El Gobierno, ante el fracaso del diálogo social entre la patronal y los sindicatos ha comenzado a preparar el correspondiente decreto para afrontar la reforma laboral que vienen exigiendo todos los organismos internacionales y que forma parte de las exigencias de la Unión Europea cuando se instó a España a asumir un duro plan de ajuste presupuestario.

La reforma laboral es un tema clave para la credibilidad del Gobierno de cara a hacer frente a la crisis económica y al plan impuesto por Bruselas, un plan que les está costando a los socialistas y a Rodríguez Zapatero, el mayor coste político desde el triunfo electoral del año 2004.

Zapatero, que, hasta ahora, ha venido presumiendo de que a pesar de una tasa de paro del veinte por ciento (mas de un millón seiscientos mil desempleados) no ha habido ningún tipo de agitación social, ni conflictos laborales importantes, ha perdido dos años en un diálogo social que no ha dado ningún resultado y que ha estado dirigido, sobre todo, a evitar una huelga general que al Presidente del Gobierno, le produce verdadero pavor.

Ante las escasas esperanzas de lograr un acuerdo entre sindicatos y empresarios en materia laboral dentro del plazo fijado, el Gobierno podría aprobar un borrador para reformar el mercado laboral el 11 de junio. En ese borrador de decreto que será impuesto a la patronal y a los sindicatos, se generaliza un nuevo contrato de trabajo indefinido con una indemnización por despido improcedente de 33 días frente a los 45 días actuales, algo con lo que ni Comisiones Obreras ni la Unión General de Trabajadores están dispuestos a pasar, por lo que, según han venido anunciando, responderán con una huelga general.

En el mes de Abril el Gobierno propuso a los agentes sociales explorar el uso del modelo laboral austriaco para fomentar la estabilidad del empleo y la movilidad “sana”, así como medidas como la “exención de parte de los costes de los despidos colectivos y objetivos” con carácter “transitorio y excepcional”.
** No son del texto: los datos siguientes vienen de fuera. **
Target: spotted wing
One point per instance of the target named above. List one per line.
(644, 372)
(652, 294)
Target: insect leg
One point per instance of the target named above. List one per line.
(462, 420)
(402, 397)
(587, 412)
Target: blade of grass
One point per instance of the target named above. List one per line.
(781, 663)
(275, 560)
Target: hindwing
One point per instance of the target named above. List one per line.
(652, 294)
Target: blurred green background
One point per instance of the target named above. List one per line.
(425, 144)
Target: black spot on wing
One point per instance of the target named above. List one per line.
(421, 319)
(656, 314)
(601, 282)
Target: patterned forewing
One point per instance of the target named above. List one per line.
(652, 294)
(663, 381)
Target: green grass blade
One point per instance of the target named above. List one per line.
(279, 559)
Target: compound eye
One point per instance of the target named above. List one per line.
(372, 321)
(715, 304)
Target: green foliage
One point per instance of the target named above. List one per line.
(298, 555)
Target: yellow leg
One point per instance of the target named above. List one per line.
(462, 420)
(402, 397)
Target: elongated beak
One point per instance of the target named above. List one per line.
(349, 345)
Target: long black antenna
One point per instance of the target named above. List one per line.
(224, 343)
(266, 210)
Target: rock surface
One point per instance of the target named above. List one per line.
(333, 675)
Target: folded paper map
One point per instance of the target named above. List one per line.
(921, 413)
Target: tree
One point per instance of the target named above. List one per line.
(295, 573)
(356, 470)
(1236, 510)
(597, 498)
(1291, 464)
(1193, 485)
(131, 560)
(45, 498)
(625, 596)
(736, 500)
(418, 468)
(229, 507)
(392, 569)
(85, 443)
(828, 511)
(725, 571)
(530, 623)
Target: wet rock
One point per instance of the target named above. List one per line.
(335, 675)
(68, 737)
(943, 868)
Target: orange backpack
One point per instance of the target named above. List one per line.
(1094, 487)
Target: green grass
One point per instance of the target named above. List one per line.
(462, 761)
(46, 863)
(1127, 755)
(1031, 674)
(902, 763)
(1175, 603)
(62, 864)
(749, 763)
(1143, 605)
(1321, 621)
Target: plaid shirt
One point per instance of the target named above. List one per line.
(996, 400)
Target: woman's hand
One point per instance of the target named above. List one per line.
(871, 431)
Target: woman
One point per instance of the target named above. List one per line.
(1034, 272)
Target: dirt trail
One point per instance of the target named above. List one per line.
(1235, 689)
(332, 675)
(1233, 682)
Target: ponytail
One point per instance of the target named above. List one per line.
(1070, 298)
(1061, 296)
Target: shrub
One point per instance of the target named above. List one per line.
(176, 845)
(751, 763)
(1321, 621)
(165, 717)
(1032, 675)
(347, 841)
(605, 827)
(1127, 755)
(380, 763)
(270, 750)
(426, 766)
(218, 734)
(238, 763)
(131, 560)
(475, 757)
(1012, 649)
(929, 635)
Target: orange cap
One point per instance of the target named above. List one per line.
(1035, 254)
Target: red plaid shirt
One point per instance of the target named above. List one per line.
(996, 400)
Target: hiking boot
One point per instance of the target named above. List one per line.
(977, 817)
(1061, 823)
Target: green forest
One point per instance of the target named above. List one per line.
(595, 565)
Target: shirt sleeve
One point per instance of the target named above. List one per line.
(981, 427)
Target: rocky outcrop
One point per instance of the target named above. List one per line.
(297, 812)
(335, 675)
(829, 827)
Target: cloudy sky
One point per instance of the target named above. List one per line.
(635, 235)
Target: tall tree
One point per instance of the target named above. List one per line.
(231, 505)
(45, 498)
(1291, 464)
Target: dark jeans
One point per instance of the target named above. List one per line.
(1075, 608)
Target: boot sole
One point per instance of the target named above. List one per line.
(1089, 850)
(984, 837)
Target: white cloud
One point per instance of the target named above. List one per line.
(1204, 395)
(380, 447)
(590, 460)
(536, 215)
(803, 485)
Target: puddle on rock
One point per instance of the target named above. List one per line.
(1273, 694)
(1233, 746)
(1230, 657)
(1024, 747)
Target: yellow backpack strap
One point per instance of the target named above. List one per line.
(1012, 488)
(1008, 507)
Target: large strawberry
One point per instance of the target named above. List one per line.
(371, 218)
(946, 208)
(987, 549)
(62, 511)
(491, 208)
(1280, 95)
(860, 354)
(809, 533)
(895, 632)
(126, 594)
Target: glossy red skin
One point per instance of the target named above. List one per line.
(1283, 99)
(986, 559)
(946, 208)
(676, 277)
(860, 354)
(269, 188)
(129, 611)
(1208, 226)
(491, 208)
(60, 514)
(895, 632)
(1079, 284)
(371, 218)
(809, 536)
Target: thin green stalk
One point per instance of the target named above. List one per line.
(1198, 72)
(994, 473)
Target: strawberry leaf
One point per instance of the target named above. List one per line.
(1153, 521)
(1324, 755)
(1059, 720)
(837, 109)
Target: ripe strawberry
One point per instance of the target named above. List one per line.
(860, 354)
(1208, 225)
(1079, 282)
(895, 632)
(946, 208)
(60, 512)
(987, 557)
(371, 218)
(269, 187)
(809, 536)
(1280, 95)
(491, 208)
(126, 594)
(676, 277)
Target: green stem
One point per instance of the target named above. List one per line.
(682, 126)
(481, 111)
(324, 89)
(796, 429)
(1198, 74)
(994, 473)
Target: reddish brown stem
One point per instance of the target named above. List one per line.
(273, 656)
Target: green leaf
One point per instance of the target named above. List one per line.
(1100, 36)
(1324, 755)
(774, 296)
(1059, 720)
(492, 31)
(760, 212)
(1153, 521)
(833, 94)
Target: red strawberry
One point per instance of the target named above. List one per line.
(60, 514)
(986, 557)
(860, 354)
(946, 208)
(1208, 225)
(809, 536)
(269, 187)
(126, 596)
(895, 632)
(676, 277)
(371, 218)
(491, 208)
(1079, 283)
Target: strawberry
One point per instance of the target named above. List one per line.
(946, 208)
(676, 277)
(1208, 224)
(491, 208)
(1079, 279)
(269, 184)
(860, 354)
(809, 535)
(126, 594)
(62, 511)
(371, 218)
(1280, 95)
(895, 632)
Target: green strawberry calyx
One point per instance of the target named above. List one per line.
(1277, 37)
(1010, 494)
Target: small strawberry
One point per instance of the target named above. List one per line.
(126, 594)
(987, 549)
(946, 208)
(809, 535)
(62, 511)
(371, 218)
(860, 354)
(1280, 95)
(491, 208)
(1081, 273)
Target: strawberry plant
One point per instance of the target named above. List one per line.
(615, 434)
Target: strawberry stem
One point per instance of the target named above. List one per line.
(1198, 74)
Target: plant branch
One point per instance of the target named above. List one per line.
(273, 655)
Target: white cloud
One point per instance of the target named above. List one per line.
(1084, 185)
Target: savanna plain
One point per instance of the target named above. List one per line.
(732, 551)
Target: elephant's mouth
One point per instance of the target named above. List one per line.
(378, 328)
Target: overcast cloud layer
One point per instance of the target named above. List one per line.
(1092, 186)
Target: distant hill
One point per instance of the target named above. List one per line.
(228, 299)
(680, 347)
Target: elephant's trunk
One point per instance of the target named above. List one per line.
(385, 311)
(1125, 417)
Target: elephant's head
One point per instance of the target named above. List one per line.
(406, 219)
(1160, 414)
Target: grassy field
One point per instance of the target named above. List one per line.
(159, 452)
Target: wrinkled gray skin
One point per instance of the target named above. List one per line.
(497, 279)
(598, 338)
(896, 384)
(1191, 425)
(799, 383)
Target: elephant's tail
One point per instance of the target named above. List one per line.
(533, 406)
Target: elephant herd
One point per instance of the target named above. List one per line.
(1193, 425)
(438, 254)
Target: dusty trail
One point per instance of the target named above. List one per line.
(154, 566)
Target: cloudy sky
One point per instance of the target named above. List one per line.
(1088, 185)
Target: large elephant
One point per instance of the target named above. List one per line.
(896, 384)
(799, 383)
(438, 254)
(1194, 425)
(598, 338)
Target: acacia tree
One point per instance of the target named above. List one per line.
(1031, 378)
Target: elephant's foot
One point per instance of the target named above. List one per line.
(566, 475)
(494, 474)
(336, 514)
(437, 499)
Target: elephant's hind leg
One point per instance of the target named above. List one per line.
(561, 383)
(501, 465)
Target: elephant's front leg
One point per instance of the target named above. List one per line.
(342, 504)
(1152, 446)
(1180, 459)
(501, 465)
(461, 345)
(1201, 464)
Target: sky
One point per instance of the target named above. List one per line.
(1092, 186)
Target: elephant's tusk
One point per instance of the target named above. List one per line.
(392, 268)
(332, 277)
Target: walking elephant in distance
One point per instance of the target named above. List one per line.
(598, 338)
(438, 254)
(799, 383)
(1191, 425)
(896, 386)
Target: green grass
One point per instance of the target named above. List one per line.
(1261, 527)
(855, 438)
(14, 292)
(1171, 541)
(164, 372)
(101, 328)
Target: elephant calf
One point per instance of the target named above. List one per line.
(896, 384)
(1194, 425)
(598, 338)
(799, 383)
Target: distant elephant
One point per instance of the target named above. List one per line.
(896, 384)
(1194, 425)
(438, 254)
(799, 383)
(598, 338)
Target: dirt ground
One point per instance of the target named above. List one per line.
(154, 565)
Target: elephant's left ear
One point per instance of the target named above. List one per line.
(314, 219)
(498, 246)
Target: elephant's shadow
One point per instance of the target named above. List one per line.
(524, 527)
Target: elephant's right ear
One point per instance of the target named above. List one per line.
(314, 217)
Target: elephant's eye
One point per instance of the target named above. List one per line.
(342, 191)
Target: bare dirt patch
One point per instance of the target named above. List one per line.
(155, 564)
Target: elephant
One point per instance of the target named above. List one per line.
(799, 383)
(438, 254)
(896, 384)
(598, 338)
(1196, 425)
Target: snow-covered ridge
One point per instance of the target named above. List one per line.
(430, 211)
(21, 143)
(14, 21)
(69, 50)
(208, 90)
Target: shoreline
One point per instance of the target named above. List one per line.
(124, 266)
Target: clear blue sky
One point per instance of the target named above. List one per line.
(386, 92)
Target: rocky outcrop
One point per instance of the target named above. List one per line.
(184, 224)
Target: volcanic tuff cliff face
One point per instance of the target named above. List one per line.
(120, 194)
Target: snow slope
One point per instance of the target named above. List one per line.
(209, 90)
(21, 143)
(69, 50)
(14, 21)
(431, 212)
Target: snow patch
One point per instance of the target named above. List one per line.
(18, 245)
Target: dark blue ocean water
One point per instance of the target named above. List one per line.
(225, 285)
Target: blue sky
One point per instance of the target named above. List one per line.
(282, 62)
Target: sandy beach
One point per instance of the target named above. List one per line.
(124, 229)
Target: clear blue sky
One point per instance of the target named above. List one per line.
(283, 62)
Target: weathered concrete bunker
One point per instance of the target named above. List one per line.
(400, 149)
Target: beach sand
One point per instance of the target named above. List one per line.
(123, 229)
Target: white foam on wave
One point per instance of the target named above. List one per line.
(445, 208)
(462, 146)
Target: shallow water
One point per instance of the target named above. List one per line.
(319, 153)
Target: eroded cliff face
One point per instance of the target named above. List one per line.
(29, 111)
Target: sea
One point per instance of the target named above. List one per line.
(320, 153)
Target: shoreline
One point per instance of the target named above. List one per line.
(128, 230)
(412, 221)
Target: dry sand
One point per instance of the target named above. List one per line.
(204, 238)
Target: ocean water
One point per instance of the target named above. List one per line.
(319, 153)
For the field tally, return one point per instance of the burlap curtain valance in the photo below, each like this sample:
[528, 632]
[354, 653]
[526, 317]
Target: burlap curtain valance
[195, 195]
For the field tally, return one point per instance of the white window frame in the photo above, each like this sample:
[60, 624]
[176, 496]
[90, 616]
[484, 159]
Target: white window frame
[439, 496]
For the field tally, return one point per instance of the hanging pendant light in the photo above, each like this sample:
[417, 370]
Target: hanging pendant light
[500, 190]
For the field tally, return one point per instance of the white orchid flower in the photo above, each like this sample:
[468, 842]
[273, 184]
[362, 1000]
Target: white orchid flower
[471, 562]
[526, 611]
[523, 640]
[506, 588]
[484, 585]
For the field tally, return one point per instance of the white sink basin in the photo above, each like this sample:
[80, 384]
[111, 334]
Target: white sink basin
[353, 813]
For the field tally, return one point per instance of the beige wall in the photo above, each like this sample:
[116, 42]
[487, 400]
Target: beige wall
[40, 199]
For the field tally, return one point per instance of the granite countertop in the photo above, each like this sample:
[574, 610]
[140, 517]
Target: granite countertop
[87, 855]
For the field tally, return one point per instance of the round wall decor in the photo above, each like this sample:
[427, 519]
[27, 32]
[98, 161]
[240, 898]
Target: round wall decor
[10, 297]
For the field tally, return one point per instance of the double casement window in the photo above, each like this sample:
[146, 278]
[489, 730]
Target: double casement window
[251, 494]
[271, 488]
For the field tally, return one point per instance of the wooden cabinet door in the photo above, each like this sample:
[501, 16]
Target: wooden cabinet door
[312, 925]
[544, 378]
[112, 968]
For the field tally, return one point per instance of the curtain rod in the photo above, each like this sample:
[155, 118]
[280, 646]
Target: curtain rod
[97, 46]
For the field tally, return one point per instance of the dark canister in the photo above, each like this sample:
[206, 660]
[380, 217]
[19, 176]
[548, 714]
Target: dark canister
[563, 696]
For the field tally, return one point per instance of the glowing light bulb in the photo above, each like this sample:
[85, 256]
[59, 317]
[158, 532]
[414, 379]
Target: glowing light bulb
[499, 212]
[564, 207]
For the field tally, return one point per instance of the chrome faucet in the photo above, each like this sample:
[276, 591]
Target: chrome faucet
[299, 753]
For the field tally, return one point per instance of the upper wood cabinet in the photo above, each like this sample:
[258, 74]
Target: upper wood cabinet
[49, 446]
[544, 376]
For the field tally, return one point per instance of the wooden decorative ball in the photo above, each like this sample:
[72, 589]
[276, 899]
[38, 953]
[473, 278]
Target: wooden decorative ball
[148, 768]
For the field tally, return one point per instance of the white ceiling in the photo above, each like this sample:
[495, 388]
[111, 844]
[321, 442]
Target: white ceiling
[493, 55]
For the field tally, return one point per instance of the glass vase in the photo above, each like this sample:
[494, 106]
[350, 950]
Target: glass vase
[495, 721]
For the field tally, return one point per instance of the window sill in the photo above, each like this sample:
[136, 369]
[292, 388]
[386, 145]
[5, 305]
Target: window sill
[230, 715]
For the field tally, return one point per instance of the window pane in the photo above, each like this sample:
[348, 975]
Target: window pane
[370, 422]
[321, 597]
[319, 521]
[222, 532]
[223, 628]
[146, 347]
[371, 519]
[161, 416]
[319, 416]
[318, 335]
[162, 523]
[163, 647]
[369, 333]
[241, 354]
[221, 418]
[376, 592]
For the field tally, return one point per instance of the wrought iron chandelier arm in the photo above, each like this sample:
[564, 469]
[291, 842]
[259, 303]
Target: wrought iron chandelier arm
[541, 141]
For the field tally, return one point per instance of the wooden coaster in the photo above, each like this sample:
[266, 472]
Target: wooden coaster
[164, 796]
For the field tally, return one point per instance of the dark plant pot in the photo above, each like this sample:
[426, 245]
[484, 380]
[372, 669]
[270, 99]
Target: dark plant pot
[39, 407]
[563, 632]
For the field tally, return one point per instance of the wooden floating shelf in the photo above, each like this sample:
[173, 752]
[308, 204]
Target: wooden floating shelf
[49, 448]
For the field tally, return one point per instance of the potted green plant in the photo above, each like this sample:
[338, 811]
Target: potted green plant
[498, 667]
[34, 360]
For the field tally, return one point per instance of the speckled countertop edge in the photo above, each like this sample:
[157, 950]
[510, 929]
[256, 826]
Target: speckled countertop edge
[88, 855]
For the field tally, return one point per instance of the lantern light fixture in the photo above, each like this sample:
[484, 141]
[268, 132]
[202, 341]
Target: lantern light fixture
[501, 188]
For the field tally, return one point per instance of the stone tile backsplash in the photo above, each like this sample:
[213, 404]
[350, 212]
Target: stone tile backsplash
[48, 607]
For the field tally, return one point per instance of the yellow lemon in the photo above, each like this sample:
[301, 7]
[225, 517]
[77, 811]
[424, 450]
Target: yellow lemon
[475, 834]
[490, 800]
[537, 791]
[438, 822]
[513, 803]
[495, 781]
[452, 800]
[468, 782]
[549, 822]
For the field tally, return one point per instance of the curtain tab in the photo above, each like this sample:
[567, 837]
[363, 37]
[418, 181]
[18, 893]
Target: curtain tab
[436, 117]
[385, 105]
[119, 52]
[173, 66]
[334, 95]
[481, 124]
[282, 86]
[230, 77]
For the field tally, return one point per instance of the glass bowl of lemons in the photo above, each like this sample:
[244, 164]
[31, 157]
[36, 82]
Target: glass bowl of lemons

La reforma laboral austriaca de 2002 que es la que ahora propone el Gobierno instaurar en España se centró en la creación de un fondo empresarial para cada trabajador, que se abonaría en caso de despido. Ese dinero es complementario a la prestación que se cobra por desempleo y lo que no se gaste se lo lleva el trabajador a su nueva empresa a lo largo de su vida laboral.

En el documento que se ha discutido en varias mesas de trabajo, se señala sobre el modelo austriaco que es una fórmula que podría incrementar la estabilidad en el empleo y una movilidad laboral “más sana”. Sin embargo, el Ejecutivo no especificaba en ese documento cómo se habría de implantar en el mercado español…

En cuanto a la contratación parcial, el Gobierno se inclina porque se elimine la posibilidad de realizar horas complementarias y sigue apostando por dos modalidades: una con horario cierto y fijo de trabajo, sin posibilidad de alterarlo, y otra en la que el empresarios podría cambiarlo con un preaviso mínimo a determinar y en el que se podrían acordar horas extras.

Entre los expertos que han seguido las largas negociaciones entre Gobierno, patronal y sindicatos se ha extendido la idea de que, en cualquier caso, la reforma laboral que imponga el Gobierno será una “reforma Light” y que no es la reforma que está pidiendo el Fondo Monetario Internacional (FMI) y otros organismos internacionales.

Entre ellos, existe la creencia de que después de esta “reforma Light”, presentada con gran lujo mediático, haya que afrontar otra reforma mucho más dura, dentro de un año cuando se compruebe que no sirve para crear empleo.